SLIs are usually measured in percentage. They can range from 0% (nothing is functioning) to 100% (everything is perfect).
In our ERP system example, where the SLA stated an uptime percentage with an SLO set as 99.5% uptime, SLI would be the actual measurement of the uptime, perhaps 99.66%. The SLI for resolution timeframe would be the actual resolution time of individual tickets measured against the desired SLO target. For example, the SLI can be 17 minutes, which is less than the 20-minute SLO target.
Not every SLO should be measured as an SLI. It is crucial to evaluate the metrics that directly impact the employees, and only those metrics have to be tracked. For example, in an ERP system, tracking the number of user logins or the average user activity duration doesn't tell you much about the effectiveness of your service.
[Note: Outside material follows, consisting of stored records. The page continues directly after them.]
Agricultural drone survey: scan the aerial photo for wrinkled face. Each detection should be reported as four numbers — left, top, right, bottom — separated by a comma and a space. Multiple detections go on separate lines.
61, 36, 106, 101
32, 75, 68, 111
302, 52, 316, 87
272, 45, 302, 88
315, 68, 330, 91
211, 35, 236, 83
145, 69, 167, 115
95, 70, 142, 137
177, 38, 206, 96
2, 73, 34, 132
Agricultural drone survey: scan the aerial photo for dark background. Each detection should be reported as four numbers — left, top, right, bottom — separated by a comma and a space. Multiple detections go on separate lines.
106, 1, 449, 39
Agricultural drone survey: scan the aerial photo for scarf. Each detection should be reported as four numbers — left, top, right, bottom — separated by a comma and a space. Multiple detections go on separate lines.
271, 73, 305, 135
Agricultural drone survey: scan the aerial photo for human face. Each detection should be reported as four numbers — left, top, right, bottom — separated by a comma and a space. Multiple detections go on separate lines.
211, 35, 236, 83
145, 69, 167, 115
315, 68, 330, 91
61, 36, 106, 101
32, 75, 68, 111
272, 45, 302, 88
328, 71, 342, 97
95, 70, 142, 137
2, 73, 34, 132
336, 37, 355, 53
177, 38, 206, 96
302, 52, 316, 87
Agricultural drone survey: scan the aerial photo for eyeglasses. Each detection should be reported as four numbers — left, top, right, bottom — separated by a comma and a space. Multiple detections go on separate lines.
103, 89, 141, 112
Instead, the SLIs could be the measurement of system availability during business hours, response and resolution times, or the number of internal SLO-breached tickets. By monitoring these metrics, the service desk teams can identify and address potential issues early on, preventing them from snowballing into major issues and escalations.
The feedback loop
Once you fully grasp what SLA, SLO and SLI are, you can deduce that they work in a feedback loop.
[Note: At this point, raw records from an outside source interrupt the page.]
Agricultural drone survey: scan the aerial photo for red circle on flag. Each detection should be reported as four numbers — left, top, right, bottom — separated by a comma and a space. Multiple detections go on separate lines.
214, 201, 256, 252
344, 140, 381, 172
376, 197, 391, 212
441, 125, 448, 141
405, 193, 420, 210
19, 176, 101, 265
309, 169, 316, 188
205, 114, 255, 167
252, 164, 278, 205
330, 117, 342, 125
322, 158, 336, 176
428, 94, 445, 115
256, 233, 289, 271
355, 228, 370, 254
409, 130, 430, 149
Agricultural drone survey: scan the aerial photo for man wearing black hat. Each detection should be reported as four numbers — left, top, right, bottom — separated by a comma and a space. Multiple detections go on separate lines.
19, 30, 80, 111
- The SLA defines the expectations for the employee and SLOs are the individual targets within the SLA to be achieved. To analyze whether the team is hitting the SLOs, SLIs are measured.
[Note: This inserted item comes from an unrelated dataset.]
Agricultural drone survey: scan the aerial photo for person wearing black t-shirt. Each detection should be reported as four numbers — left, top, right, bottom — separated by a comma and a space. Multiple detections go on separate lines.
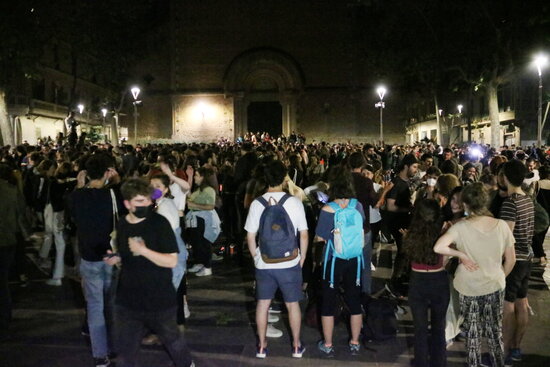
104, 179, 194, 367
67, 153, 123, 367
386, 154, 418, 297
- By analyzing SLI data, the team can identify areas for improvement and adjust the approach to reach the SLOs. If the team consistently miss SLOs and has low SLI ratings, it might be time to revisit the SLA and adjust expectations.
Comparing SLA, SLO and SLI
Characteristics | SLA | SLO | SLI |
---|---|---|---|
Definition | Formal agreement between the IT service desk and the employees that defines the expected level of service. | Specific measurable target that defines the desired performance level for a service mentioned in the SLA. | Metrics used to measure the actual performance of the service desk. |
Scope | To set expectations for the employees. | To define the performance goals for the IT service teams to meet the SLA. | To measure and gain insights about the actual performance of the service desk. |
Degree of granularity | Broad and encompassing multiple SLOs. | Specific and focused on individual performance metrics. | Detailed and often numerous, providing granular data. |
Flexibility | More rigid with proactive and reactive escalations. | The external SLOs, a part of the SLA, are rigid. The internal SLOs are flexible as the objectives can change based on the potential of the service desk teams | - |
Wrapping up
- SLA is the overall agreement between the IT service desk and employees.
- SLOs are the internal targets set to meet the SLA.
- SLIs are the actual measurements of the targets mentioned in the SLA.
By working together, this trio empowers the IT service desk teams to set clear expectations for their employees, identify potential issues before they impact service delivery, and keep the services at the top of the game.